Why Scrape Product Details Data From Zalando?
Zalando is one of the most popular online clothing retail platforms in Europe. With more than 50 million active users, it is Europe’s leading fashion e-commerce site. It provides a vast offer of products, including footwear, clothes, and accessories from both well-established brands and emerging designers.
The top three reasons to scrape product details data from Zalando are:
- Market research: Gain valuable insights into current fashion trends. This info helps businesses make informed decisions, stay competitive, and tailor their offerings to meet customer demands effectively.
- Price monitoring: Track price fluctuations to take advantage of great deals and study the market.
- Brand popularity: Focus on popular products on Zalando to see what brands are currently more popular among customers to study their strategy.
In short, Zalando scraping opens up a world of possibilities and is great both for companies and users.
Libraries and Tools for Scraping Zalando
To understand which of the many scraping tools available is best for scraping Zalando, open it in your browser. Inspect the DOM and compare it with the raw source code. You will notice that the DOM structure is slightly different from the HTML document produced by the server. This means that the site relies on JavaScript for rendering. To scrape a dynamic content site, you need a tool that can run JavaScript, such as Selenium!
Now it is the turn of the programming language. When it comes to web scraping, the most popular one is Python. Its easy syntax and rich ecosystem of libraries make it perfect for our objectives. So, let’s use Python
Before getting started, check out these two guides:
Selenium renders sites in a controllable web browser that you can instruct to perform specific operations.

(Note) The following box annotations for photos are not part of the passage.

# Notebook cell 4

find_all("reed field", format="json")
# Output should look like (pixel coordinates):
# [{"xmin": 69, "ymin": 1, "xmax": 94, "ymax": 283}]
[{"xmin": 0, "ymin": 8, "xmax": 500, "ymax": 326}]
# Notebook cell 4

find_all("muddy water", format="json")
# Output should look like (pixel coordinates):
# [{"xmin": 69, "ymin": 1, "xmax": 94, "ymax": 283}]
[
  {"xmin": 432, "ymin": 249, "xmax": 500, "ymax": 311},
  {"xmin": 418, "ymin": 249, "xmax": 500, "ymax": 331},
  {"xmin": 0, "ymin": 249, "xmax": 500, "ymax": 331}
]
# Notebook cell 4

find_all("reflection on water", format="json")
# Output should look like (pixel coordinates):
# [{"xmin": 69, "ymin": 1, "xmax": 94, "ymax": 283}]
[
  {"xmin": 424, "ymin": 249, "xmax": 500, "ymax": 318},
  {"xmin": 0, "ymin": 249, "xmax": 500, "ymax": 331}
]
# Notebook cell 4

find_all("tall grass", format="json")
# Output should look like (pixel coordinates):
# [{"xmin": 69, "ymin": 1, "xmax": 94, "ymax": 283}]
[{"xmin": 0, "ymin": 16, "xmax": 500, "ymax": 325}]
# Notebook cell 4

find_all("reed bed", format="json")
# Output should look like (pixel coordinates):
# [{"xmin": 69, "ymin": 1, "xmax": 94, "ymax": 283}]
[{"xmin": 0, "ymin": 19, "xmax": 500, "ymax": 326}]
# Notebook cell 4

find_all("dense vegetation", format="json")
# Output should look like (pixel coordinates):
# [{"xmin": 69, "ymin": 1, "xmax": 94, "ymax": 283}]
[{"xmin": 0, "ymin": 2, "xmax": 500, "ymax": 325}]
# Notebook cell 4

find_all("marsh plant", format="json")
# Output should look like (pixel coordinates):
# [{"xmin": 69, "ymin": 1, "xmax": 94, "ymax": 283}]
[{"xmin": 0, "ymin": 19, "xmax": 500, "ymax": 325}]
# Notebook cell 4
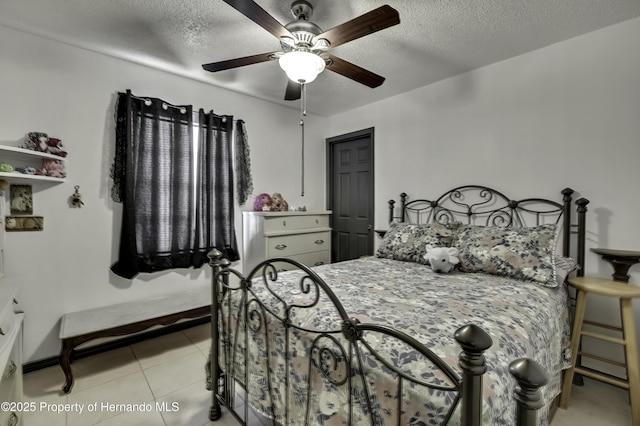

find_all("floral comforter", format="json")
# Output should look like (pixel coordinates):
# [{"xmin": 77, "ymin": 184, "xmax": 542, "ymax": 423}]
[{"xmin": 219, "ymin": 257, "xmax": 570, "ymax": 425}]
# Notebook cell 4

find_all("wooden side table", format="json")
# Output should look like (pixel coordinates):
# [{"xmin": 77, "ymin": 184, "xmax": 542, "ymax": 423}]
[
  {"xmin": 591, "ymin": 248, "xmax": 640, "ymax": 283},
  {"xmin": 560, "ymin": 277, "xmax": 640, "ymax": 425}
]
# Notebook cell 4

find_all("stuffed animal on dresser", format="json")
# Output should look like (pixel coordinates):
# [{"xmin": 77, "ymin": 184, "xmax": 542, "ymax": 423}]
[
  {"xmin": 253, "ymin": 192, "xmax": 273, "ymax": 212},
  {"xmin": 271, "ymin": 192, "xmax": 289, "ymax": 212}
]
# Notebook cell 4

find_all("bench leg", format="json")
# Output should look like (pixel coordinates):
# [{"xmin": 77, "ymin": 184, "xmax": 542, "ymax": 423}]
[{"xmin": 59, "ymin": 339, "xmax": 74, "ymax": 393}]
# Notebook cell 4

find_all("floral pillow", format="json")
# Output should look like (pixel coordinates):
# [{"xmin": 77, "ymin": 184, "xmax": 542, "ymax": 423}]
[
  {"xmin": 376, "ymin": 222, "xmax": 460, "ymax": 265},
  {"xmin": 453, "ymin": 225, "xmax": 558, "ymax": 287}
]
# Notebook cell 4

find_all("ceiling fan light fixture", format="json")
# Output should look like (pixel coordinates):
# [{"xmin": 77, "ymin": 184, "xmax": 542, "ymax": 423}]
[{"xmin": 278, "ymin": 50, "xmax": 325, "ymax": 84}]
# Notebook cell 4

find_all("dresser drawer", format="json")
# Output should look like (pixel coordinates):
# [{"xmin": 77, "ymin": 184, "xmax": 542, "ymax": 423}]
[
  {"xmin": 264, "ymin": 214, "xmax": 329, "ymax": 235},
  {"xmin": 275, "ymin": 250, "xmax": 331, "ymax": 271},
  {"xmin": 267, "ymin": 231, "xmax": 331, "ymax": 258}
]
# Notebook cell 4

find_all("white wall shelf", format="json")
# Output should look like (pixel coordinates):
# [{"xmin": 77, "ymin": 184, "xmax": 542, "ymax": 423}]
[{"xmin": 0, "ymin": 145, "xmax": 66, "ymax": 184}]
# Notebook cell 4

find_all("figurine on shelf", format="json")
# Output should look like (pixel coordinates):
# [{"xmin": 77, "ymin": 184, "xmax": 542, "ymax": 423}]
[
  {"xmin": 69, "ymin": 185, "xmax": 84, "ymax": 208},
  {"xmin": 42, "ymin": 158, "xmax": 67, "ymax": 178}
]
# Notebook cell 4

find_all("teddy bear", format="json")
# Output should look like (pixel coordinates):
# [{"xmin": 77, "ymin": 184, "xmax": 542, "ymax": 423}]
[
  {"xmin": 47, "ymin": 138, "xmax": 67, "ymax": 157},
  {"xmin": 271, "ymin": 192, "xmax": 289, "ymax": 212},
  {"xmin": 253, "ymin": 193, "xmax": 273, "ymax": 212},
  {"xmin": 424, "ymin": 244, "xmax": 460, "ymax": 274}
]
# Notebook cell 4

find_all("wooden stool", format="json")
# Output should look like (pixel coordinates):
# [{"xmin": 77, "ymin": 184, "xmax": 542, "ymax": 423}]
[{"xmin": 560, "ymin": 277, "xmax": 640, "ymax": 425}]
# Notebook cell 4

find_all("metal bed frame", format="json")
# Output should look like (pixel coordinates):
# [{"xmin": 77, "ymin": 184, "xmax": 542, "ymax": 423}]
[{"xmin": 209, "ymin": 185, "xmax": 589, "ymax": 426}]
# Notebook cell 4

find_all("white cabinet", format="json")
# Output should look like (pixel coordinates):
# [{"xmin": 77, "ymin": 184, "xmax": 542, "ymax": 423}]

By using it in Python, you will be able to build an effective Zalando scraper. Time to see how!
Scraping Product Data From Zalando With Selenium
Follow this step-by-step tutorial and learn how to create a Zalando scraper in Python.
Step 1: Setup a Python project
Before jumping into web scraping, make sure you meet the following prerequisites:
- Python 3+ installed on your machine: Download the installer, double-click on it, and follow the installation wizard.
- A Python IDE of your choice: PyCharm Community Edition or Visual Studio Code with the Python extension will do.
You now have everything required to set up a Python project and write some code!
Launch the terminal and run the commands below to:
- Create a zalando-scraper folder.
- Enter it.
- Initialize it with a Python virtual environment.
mkdir zalando-scraper
cd zalando-scraper
python -m venv env
On Linux or macOS, execute the command below to activate the environment:
./env/bin/activate
On Windows, run:env\Scripts\activate.ps1
Next, create a scraper.py file in the project folder and add the following line to it:
print("Hello, World!")
This is the easiest Python script you can write. Right now, it only prints “Hello, World!” but it will soon contain the Zalando scraping logic.
Launch it to verify that it works with:
python scraper.py
It should print this message in the terminal:
Hello, World!
Now that you are sure that the script works as expected, open the project folder in your Python IDE.
Awesome! Get ready to write the first lines of your scraper.
Step 2: Install the scraping libraries
As mentioned earlier, Selenium is the chosen tool to build a Zalando scraper. In the activated Python virtual environment, run the command below to add it to the project’s dependencies:
pip install selenium
The installation process might take a while, so be patient.
Note that this tutorial refers to Selenium 4.13.x, which comes with automatic driver detection functionality. If you have an older version of Selenium on your machine, update it with:
pip install selenium -U
Remove all the content from scraper.py and initialize a Selenium scraper with:
from selenium import webdriver
from selenium.webdriver.chrome.service import Service
# set up a controllable Chrome instance
service = Service()
options = webdriver.ChromeOptions()
# your browser options...
driver = webdriver.Chrome(
service=service,
options=options
)
# maxime the window to avoid the responsive rendering
driver.maximize_window()
# scraping logic...
# close the browser and free up its resources
driver.quit()
The above script imports Selenium and uses it to instantiate a WebDriver object. This allows you to programmatically control a Chrome browser instance.
By default, the browser window will be opened and you will be able to monitor the actions performed on the page. That is useful in development.
To open Chrome in headless mode with no GUI, configure options as below:
options.add_argument('--headless=new')
user_agent = 'Mozilla/5.0 (Windows NT 10.0; Win64; x64) AppleWebKit/537.36 (KHTML, like Gecko) Chrome/117.0.0.0 Safari/537.36'
options.add_argument(f'user-agent={user_agent}')
Note that the extra user-agent option is required as Zalando blocks requests from headless browsers withouth that header. That setup is more common in production.
Great! Time to build your web scraping Zalando Python scraper.
Step 3: Open the target page
In this guide, you will see how to scrape details data from a shoe product from Zalando UK. When targeting a different product type, you will have to make minor changes to the script you are about to build. The reason is that each product can have specific page structures with different information.
As of this writing, here is what the target page looks like:
In detail, this is the URL of the target page:
Connect to the target page in Selenium with:
driver.get('https://www.zalando.co.uk/adidas-originals-3mc-trainers-footwear-whitegold-metallic-ad115o0da-a11.html')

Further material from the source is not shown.